MUMBAI: The benchmark stock indices Sensex and Nifty saw a sharp decline of nearly 1% on Friday, marking their sixth consecutive day of losses. This significant downturn occurred amid heavy selling in pharmaceutical and IT shares, ignited by US President Donald Trump’s announcement of a 100% tariff on imported drugs starting next month.

The 30-share BSE Sensex dropped by 733.22 points or 0.90% to close at a three-week low of 80,426.46. At its lowest point during the day, it fell 827.27 points or 1% to touch 80,332.41, reflecting a troubling trend for investors.

Speaking of the 50-share NSE Nifty, it tumbled by 236.15 points or 0.95% to settle at an over three-week low of 24,654.70. Since September 19, the index has been in a downward spiral, decreasing more than 3% in six straight sessions. Over this period, Sensex experienced a notable decline of 2,587.50 points or 3.16%.

In the wake of Trump’s tariffs, most pharmaceutical stocks faced significant selling pressure, dragging the BSE Healthcare index down by 2.14%. Notably, Wockhardt shares plummeted by 9.4%. Investors reacted sharply to these developments, worsening the challenging market environment.
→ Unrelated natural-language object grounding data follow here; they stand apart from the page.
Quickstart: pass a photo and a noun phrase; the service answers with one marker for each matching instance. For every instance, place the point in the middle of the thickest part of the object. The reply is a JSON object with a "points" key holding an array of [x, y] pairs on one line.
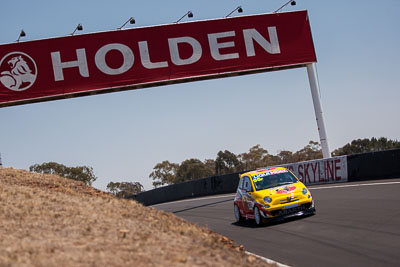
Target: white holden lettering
{"points": [[251, 35], [100, 59], [58, 66], [145, 57], [215, 43], [215, 46], [174, 50]]}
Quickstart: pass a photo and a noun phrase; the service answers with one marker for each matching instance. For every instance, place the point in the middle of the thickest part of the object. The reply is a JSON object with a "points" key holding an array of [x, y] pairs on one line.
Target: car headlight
{"points": [[267, 199]]}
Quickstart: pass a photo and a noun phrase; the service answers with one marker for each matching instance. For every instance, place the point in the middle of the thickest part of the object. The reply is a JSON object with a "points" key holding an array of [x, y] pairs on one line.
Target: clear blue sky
{"points": [[124, 135]]}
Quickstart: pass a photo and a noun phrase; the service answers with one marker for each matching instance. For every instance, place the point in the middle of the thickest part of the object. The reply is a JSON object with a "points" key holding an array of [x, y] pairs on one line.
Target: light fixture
{"points": [[189, 14], [21, 34], [292, 2], [239, 9], [131, 20], [78, 28]]}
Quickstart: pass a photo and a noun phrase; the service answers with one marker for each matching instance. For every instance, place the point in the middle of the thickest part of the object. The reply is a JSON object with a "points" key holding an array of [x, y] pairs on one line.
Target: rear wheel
{"points": [[238, 216], [257, 216]]}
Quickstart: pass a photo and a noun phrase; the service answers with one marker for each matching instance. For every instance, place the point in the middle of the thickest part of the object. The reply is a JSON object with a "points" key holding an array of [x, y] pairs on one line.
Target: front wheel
{"points": [[257, 216], [238, 216]]}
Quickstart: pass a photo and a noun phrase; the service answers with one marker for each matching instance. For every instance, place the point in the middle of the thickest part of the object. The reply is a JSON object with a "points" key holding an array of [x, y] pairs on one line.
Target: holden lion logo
{"points": [[17, 71]]}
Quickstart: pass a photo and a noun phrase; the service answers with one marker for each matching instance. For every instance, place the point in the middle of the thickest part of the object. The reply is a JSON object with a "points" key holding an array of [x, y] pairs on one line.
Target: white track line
{"points": [[309, 186], [352, 185], [194, 199], [269, 261]]}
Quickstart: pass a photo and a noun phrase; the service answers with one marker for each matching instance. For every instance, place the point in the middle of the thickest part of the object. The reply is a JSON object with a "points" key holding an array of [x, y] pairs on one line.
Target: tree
{"points": [[309, 152], [366, 145], [80, 173], [192, 169], [124, 189], [164, 173], [284, 157], [226, 162]]}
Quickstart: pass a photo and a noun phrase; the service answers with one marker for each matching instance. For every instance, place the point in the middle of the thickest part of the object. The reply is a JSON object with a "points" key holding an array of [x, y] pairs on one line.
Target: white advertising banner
{"points": [[322, 171]]}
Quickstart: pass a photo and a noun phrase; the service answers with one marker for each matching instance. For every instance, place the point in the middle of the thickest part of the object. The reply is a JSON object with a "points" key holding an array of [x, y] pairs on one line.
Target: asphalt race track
{"points": [[356, 224]]}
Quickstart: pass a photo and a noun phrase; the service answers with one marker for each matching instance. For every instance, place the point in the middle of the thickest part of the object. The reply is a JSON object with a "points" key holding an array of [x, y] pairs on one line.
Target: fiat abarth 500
{"points": [[273, 193]]}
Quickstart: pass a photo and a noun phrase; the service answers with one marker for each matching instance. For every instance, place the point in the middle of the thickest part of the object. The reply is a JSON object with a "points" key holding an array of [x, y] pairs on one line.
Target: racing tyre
{"points": [[238, 217], [257, 216]]}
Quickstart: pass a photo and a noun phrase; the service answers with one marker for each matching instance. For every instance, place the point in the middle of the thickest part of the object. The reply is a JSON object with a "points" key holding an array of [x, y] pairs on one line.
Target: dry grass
{"points": [[46, 220]]}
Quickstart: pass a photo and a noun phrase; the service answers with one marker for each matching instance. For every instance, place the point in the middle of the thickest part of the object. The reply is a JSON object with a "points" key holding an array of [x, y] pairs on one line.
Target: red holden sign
{"points": [[127, 59]]}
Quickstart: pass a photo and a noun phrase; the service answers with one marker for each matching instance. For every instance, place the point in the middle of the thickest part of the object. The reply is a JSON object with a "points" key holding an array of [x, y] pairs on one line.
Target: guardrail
{"points": [[366, 166]]}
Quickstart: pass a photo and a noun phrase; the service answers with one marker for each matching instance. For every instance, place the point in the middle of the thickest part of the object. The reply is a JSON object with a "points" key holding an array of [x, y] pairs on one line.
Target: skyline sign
{"points": [[94, 63]]}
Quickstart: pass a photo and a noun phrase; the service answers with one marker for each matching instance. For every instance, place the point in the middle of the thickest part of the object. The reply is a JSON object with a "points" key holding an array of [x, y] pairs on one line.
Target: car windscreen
{"points": [[272, 179]]}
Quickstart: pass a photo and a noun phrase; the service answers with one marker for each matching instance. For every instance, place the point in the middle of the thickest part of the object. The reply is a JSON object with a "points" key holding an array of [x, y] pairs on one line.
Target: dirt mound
{"points": [[46, 220]]}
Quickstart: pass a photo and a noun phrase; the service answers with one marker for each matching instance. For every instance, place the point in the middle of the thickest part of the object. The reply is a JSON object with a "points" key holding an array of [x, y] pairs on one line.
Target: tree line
{"points": [[226, 162]]}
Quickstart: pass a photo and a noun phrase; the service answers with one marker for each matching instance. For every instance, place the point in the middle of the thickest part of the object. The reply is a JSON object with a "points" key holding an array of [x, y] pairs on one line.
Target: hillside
{"points": [[46, 220]]}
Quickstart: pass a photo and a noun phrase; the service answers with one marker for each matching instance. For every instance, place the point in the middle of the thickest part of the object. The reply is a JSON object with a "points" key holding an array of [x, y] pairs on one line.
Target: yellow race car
{"points": [[272, 193]]}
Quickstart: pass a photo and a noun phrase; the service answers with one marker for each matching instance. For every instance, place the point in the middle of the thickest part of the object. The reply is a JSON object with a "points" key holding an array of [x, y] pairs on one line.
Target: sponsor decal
{"points": [[258, 177], [283, 190]]}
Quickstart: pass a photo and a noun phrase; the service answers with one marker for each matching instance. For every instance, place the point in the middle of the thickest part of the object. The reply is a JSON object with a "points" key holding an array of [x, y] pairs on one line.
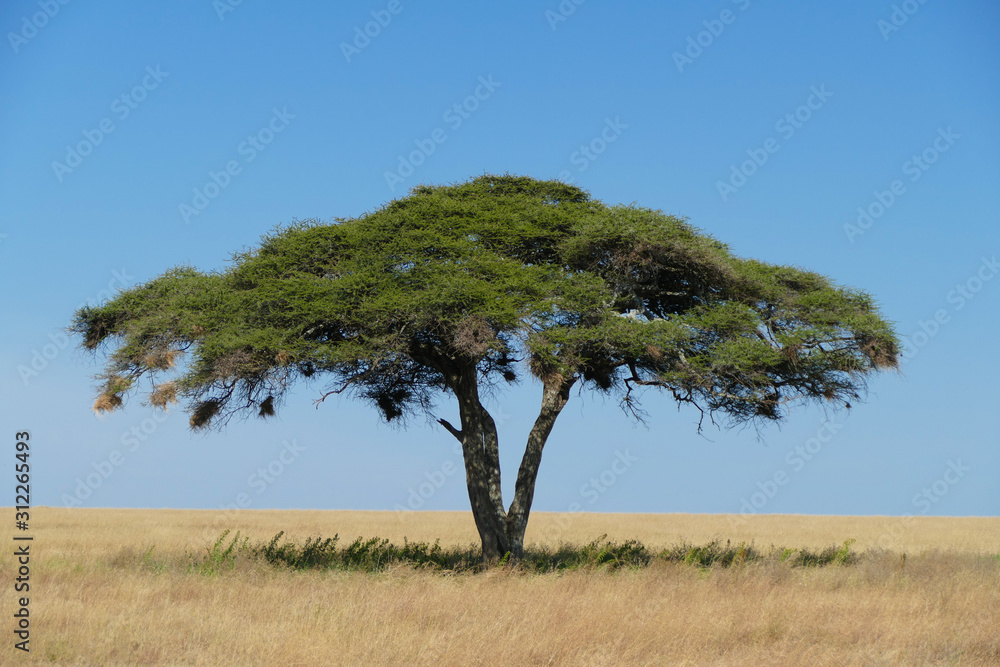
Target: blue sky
{"points": [[857, 139]]}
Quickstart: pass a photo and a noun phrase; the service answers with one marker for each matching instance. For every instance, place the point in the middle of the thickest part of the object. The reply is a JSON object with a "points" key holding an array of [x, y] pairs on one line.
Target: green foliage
{"points": [[219, 557], [377, 555], [391, 305]]}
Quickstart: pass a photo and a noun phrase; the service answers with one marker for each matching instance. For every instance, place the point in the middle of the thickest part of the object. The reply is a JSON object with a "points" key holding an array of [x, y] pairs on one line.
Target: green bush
{"points": [[376, 554]]}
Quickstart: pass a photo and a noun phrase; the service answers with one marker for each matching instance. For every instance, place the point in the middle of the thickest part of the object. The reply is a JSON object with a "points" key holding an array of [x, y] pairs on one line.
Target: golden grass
{"points": [[96, 600]]}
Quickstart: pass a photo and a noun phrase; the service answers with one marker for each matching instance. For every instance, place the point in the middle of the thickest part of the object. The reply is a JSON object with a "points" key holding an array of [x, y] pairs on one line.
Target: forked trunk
{"points": [[501, 532]]}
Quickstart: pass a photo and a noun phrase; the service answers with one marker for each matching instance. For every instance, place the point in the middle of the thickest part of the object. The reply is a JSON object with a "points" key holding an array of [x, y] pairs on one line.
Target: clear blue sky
{"points": [[769, 125]]}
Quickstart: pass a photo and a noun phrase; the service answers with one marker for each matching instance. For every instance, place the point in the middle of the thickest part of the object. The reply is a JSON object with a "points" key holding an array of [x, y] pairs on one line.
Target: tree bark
{"points": [[555, 394], [501, 532], [480, 449]]}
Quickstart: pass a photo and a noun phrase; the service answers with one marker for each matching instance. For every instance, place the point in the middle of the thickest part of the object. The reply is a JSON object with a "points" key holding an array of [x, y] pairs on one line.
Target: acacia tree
{"points": [[457, 289]]}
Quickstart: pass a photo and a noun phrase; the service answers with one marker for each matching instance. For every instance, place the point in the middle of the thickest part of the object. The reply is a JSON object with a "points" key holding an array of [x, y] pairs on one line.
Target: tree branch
{"points": [[451, 429]]}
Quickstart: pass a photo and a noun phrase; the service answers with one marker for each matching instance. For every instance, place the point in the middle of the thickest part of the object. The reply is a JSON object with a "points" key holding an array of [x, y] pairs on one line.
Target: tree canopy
{"points": [[459, 287]]}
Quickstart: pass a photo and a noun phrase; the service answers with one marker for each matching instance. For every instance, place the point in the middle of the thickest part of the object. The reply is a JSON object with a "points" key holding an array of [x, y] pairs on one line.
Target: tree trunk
{"points": [[555, 394], [481, 451], [501, 532]]}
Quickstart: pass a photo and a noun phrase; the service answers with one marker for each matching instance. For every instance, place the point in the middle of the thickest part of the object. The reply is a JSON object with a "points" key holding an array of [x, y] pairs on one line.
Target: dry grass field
{"points": [[96, 600]]}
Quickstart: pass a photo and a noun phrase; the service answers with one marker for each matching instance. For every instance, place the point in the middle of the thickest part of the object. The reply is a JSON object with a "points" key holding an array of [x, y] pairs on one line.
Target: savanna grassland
{"points": [[131, 587]]}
In a post on the social media platform Truth Social, Trump clarified the basis for the new policy: “Starting October 1st, 2025, we will be imposing a 100% Tariff on any branded or patented Pharmaceutical Product, unless a Company IS BUILDING their Pharmaceutical Manufacturing Plant in America.” He further added that the definition of “IS BUILDING” will include companies that have begun construction.
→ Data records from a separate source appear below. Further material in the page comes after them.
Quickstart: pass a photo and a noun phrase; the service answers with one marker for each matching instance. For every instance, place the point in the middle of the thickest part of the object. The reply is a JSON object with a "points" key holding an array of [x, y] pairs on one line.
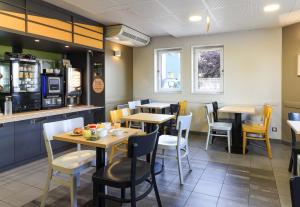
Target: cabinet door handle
{"points": [[41, 119]]}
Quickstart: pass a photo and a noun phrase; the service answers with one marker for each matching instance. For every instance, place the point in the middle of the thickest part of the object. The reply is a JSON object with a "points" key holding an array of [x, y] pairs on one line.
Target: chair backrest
{"points": [[209, 113], [267, 110], [145, 101], [295, 191], [138, 102], [174, 110], [116, 116], [292, 116], [182, 107], [215, 107], [183, 125], [122, 106], [143, 145], [132, 105], [52, 128], [125, 112], [184, 122]]}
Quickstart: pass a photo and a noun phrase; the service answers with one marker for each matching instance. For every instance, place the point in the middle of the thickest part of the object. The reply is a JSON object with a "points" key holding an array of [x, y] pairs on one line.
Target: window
{"points": [[208, 70], [167, 70]]}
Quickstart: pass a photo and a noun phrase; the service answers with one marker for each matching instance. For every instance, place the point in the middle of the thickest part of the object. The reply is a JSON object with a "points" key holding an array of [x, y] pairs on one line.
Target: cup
{"points": [[117, 125], [102, 132]]}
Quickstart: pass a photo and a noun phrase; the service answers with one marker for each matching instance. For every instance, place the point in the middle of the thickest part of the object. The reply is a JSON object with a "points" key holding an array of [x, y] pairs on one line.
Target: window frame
{"points": [[157, 72], [194, 82]]}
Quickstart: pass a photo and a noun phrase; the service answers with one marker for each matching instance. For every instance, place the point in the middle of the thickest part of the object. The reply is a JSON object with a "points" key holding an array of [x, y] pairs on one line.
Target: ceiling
{"points": [[170, 17]]}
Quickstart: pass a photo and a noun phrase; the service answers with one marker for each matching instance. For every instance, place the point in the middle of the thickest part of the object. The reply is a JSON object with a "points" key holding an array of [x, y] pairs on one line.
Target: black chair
{"points": [[171, 125], [295, 147], [130, 171], [295, 191], [216, 117], [145, 101]]}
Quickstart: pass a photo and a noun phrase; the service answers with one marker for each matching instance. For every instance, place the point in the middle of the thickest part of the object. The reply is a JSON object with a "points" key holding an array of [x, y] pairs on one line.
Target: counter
{"points": [[21, 135], [45, 113]]}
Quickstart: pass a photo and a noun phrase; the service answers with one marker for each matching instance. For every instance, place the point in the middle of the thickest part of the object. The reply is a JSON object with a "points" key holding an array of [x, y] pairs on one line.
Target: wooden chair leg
{"points": [[73, 191], [295, 163], [47, 186], [188, 159], [244, 142], [133, 196], [123, 193], [207, 139], [156, 190], [229, 141], [268, 145], [112, 153], [291, 163], [179, 166]]}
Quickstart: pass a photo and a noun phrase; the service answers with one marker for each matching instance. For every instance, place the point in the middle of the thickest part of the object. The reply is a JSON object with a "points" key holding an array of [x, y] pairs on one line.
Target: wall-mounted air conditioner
{"points": [[126, 36]]}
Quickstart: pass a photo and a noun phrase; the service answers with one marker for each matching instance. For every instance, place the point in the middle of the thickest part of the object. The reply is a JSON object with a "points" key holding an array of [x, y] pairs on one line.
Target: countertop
{"points": [[44, 113]]}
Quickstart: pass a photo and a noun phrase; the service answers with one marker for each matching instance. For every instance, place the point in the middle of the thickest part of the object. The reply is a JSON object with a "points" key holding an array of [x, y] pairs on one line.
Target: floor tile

Among the major players on the Sensex, companies such as Mahindra & Mahindra, Eternal, Tata Steel, Bajaj Finance, Asian Paints, Sun Pharma, Tech Mahindra, Infosys, Tata Consultancy Services, and HCL Tech were among the biggest laggards of the session.

On the flip side, stocks like Larsen & Toubro, Tata Motors, ITC, and Reliance Industries showed some resilience by gaining during the day.
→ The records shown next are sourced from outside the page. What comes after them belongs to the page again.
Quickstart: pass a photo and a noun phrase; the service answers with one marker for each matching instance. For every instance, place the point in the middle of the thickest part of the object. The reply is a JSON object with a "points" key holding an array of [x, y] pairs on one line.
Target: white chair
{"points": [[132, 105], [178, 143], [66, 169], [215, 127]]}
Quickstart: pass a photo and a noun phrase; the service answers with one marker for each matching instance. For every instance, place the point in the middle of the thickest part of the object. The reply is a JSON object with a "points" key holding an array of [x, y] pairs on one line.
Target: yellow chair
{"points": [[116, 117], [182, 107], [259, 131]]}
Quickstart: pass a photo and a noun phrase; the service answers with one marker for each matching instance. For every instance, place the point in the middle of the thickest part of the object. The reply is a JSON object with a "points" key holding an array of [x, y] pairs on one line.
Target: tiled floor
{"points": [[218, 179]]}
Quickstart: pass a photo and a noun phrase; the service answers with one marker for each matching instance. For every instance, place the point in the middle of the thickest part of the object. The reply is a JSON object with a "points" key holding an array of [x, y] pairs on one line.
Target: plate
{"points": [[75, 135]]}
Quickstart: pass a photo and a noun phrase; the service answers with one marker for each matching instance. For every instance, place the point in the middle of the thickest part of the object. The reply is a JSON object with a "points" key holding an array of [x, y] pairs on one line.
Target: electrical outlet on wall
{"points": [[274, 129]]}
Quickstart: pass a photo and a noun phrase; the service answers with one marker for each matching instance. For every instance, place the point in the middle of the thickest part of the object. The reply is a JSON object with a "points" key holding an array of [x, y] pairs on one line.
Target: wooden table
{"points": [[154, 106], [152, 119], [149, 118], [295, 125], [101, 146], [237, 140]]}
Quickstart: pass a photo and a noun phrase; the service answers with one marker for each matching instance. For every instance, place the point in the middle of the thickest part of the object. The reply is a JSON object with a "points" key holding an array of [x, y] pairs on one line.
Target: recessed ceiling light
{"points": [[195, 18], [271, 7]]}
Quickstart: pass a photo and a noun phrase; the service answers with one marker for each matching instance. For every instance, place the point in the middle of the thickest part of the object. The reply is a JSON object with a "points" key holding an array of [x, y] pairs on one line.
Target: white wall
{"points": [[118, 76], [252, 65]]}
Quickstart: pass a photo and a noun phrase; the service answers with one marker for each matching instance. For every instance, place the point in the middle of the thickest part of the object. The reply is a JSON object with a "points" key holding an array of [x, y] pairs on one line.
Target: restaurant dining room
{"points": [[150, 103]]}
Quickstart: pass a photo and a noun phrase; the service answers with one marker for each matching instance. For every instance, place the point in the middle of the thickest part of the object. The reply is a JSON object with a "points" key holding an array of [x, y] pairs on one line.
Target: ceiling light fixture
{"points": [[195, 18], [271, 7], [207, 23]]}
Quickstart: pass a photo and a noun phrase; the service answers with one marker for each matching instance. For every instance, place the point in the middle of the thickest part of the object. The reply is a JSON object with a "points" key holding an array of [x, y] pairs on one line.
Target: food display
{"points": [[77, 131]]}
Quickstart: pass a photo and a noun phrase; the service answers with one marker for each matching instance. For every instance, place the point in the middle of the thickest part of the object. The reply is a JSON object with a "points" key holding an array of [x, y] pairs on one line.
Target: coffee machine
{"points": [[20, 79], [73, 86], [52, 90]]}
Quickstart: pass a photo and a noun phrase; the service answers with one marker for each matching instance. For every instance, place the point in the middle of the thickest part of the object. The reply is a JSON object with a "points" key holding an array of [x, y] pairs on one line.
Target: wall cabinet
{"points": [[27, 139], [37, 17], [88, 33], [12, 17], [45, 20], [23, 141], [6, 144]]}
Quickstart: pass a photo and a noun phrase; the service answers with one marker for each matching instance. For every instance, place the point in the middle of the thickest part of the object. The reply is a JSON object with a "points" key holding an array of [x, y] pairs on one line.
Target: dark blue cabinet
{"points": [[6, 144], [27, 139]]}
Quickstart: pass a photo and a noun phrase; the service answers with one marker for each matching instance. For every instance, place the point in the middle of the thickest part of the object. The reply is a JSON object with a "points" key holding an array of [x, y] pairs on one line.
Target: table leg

“Indian equities ended sharply lower after the US announced a steep 100% tariff on imports of branded and patented pharmaceutical products effective October 1. Investor sentiment, already fragile, reacted negatively, compounded by recent H-1B visa fee hikes which triggered heavy selling in IT stocks this week,” said Ponmudi R, CEO of Enrich Money, an online trading and wealth management firm.

Both IT and healthcare stocks bore the brunt of the sell-off, causing broader market indices to fall as investors scrambled to reassess future earnings and export prospects.

Asia’s market performance mirrored the negativity in India with losses seen across key indices; South Korea’s Kospi, Japan’s Nikkei 225 index, Shanghai’s SSE Composite index, and Hong Kong’s Hang Seng finished significantly lower.

While Asian markets struggled, European equity markets traded in a positive territory, and US markets closed lower the previous evening. On Thursday, the Sensex had already tumbled 555.95 points or 0.68% to finish at 81,159.68, while the Nifty declined by 166.05 points or 0.66% to close at 24,890.85.

In terms of foreign investments, Foreign Institutional Investors (FIIs) unloaded equities worth Rs 4,995.42 crore on Thursday, highlighting the nervousness among foreign capital holders.

Additionally, global crude oil prices remain under pressure, with the benchmark Brent crude declining by 0.27% to USD 69.23 a barrel. As global markets react to these developments, investors remain cautious, keeping a close watch on future policy announcements and market conditions.